It's ultimately the studio management and Microsoft who set the release dates. It's job of the project lead to communicate to management what the state of the game is and if it will be ready. If this communication breaks down you can have a situation where the developers don't think the product is ready for release and management think everything is fine.That game was coming out simultaneous with the Xbox launch. What they showed, minus the last minute tweaking for frame rate that most games get, was what we were going to get. It was set for fall 2020 at the very least, maybe November 2020 more specifically.
No one knows what anyone thinks, we're not mind readers, but given the fact that they were going to release it in that state, they were satisfied enough to push it out the door. If that isn't being done, I don't know what it is.

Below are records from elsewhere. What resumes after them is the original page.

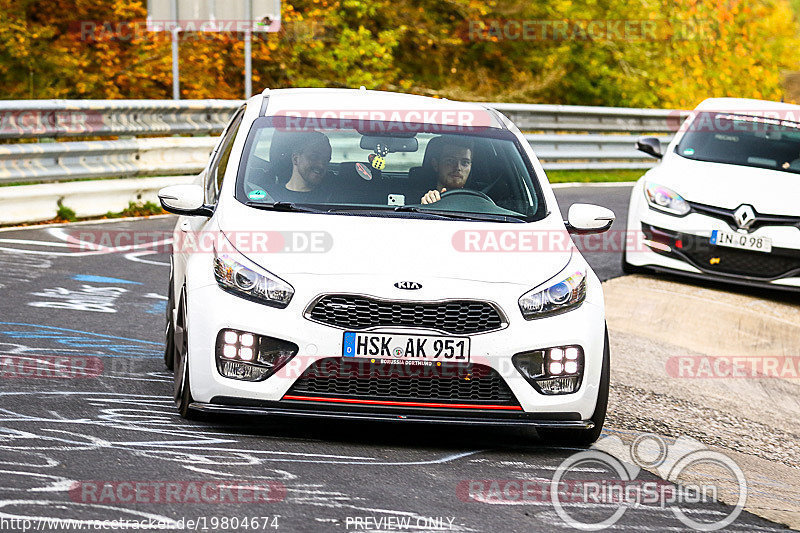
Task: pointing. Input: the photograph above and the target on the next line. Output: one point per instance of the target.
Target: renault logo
(744, 216)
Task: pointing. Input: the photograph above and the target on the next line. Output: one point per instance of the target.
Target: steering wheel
(468, 192)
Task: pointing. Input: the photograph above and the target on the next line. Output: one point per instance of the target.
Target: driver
(451, 168)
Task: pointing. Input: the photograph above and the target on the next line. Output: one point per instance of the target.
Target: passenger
(310, 155)
(451, 168)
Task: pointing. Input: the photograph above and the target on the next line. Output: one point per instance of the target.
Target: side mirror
(651, 146)
(586, 218)
(185, 200)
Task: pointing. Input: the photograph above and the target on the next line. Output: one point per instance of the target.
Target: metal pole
(176, 78)
(176, 82)
(248, 50)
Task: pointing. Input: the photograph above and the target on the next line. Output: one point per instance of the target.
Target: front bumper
(288, 408)
(697, 258)
(211, 309)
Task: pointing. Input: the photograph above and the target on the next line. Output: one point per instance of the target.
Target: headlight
(236, 274)
(557, 298)
(664, 199)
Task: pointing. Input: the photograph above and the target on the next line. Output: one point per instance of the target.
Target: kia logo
(744, 216)
(408, 285)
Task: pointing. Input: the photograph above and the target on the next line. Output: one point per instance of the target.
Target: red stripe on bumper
(404, 404)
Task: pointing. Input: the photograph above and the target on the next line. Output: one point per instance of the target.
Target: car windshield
(388, 169)
(743, 140)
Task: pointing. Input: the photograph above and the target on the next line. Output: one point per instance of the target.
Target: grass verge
(593, 176)
(65, 214)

So they knew the game had issues bad enough to delay it for an entire year or lacked this self-awareness to know what they made was bad. It doesn't matter which it was; both speak to the quality of that studio.

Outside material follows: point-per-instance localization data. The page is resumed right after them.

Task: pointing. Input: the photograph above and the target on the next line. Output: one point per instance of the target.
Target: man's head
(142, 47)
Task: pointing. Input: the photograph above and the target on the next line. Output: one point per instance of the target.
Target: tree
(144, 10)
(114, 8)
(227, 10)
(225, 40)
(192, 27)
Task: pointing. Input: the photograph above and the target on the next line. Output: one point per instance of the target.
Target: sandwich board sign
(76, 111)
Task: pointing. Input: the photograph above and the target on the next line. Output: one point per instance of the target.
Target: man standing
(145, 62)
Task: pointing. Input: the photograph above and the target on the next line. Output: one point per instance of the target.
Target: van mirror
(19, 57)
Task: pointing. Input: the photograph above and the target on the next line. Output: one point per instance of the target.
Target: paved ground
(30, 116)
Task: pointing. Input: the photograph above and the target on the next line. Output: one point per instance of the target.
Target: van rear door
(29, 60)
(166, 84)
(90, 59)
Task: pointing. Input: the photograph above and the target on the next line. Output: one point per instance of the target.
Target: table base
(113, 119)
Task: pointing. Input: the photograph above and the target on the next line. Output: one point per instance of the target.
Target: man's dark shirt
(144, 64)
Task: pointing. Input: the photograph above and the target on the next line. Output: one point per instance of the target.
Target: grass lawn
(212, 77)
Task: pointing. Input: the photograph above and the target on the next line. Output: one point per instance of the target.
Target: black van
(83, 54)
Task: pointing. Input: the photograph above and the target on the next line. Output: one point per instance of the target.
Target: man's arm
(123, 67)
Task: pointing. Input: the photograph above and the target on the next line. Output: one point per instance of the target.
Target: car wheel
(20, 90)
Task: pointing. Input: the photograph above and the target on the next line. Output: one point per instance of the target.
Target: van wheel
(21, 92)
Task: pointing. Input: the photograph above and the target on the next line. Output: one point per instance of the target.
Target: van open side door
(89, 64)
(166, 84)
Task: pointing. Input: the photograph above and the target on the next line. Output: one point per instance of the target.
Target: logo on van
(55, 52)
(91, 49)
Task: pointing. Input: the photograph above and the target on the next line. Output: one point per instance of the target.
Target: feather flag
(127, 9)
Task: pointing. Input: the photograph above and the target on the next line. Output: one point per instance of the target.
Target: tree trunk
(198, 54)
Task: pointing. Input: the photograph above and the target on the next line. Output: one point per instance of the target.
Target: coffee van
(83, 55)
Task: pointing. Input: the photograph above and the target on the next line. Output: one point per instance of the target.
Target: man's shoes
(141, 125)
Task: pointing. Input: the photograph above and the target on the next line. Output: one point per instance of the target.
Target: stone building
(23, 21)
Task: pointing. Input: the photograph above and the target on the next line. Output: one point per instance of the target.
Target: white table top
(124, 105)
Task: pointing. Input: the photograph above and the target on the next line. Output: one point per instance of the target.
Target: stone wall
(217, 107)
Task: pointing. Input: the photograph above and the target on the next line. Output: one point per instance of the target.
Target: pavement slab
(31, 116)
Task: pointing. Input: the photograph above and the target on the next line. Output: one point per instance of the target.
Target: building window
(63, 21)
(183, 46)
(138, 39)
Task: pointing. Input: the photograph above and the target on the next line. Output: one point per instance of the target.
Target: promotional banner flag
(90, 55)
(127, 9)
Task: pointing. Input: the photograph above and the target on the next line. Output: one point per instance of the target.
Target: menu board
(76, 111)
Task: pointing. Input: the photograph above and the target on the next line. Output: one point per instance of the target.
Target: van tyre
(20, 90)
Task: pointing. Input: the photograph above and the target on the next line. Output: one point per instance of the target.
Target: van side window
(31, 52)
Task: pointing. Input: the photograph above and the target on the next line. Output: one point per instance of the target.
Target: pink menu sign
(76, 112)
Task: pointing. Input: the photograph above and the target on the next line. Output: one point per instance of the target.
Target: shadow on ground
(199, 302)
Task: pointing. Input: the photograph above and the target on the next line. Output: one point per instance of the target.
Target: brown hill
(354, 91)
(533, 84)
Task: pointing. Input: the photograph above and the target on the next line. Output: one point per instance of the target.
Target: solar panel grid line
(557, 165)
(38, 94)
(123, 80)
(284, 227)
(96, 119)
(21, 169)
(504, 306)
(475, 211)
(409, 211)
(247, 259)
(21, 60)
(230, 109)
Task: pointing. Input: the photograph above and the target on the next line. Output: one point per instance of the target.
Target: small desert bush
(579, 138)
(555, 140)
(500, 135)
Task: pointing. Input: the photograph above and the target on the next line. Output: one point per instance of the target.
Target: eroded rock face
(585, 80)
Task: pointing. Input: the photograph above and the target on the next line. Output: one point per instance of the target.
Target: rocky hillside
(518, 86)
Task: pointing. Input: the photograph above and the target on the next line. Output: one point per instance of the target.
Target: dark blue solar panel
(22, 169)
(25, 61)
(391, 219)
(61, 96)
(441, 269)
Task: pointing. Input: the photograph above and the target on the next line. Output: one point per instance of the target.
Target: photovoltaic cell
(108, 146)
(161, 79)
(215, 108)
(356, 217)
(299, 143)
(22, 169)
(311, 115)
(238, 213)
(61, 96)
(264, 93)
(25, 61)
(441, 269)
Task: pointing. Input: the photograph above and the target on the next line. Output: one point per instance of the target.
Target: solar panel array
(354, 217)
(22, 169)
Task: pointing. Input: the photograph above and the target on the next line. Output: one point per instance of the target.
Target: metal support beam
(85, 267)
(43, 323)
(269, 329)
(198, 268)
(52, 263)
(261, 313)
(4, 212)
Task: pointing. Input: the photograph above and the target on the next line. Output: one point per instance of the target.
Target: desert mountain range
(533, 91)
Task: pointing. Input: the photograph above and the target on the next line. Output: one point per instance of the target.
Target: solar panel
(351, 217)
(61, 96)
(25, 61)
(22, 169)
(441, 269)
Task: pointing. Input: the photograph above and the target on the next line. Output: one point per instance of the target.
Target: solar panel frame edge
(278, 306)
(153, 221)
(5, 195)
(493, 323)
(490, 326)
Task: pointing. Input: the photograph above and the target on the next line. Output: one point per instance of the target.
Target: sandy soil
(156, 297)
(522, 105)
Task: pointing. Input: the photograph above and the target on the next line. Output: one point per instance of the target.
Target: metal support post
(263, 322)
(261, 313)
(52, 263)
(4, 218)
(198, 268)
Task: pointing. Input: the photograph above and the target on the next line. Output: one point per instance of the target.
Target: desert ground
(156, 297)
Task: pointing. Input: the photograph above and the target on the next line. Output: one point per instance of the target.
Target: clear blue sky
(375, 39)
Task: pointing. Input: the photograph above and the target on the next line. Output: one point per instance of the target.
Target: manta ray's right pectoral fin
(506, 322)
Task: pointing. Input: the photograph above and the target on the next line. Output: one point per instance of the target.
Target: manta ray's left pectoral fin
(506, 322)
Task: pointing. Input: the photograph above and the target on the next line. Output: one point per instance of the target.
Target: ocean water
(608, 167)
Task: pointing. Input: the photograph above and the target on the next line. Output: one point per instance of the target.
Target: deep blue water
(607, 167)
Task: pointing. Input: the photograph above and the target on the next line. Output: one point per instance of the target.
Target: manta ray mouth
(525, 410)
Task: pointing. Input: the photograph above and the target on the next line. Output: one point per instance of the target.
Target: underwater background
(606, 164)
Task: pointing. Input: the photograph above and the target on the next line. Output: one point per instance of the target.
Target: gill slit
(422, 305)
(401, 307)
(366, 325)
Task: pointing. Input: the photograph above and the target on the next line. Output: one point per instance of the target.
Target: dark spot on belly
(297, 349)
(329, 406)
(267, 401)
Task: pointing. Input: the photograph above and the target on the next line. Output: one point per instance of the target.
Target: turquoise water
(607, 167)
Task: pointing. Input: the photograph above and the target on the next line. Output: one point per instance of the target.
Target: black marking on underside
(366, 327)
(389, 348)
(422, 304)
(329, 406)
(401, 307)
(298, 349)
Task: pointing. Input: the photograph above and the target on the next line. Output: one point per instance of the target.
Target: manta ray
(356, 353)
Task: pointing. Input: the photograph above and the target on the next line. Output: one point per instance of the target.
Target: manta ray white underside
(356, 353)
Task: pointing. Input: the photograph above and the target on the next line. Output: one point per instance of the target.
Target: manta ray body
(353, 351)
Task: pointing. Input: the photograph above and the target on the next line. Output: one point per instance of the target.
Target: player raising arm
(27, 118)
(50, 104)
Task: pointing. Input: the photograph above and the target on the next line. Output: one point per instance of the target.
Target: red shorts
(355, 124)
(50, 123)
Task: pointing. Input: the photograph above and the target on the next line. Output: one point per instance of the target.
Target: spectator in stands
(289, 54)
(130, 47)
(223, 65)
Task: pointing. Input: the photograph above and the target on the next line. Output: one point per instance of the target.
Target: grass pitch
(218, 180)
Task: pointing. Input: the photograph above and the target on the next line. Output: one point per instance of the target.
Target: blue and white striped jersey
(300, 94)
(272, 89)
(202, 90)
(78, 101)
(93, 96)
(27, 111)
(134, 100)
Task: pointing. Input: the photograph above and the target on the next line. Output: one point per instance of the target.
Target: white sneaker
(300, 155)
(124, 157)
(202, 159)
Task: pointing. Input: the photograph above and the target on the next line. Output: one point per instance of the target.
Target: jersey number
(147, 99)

According to Jez Corden that's exactly what happened to Infinite. According to his sources, the Creative Director Chris Lee was hiding the true state of the game from Bonnie Ross and the Microsoft higher ups. So when the E3 showing came, the shit hit the fan when they released the game was nowhere near ready. The result was that Chris got fired and Staten was brought in to replace him. So you can't just assume that 343 as a whole were happy with the state of the game from the decisions taken at the highest level in the studio.
That might seem ridiculous, but think about a title like Cyberpunk that got to launch, was given a pointless 3 week delay, and then arrived in a functionally broken state. Like did the developers of The Witcher 3 think there was nothing wrong with a game continuously crashing and playing at 20 FPS or lower, and that's just their regular quality bar?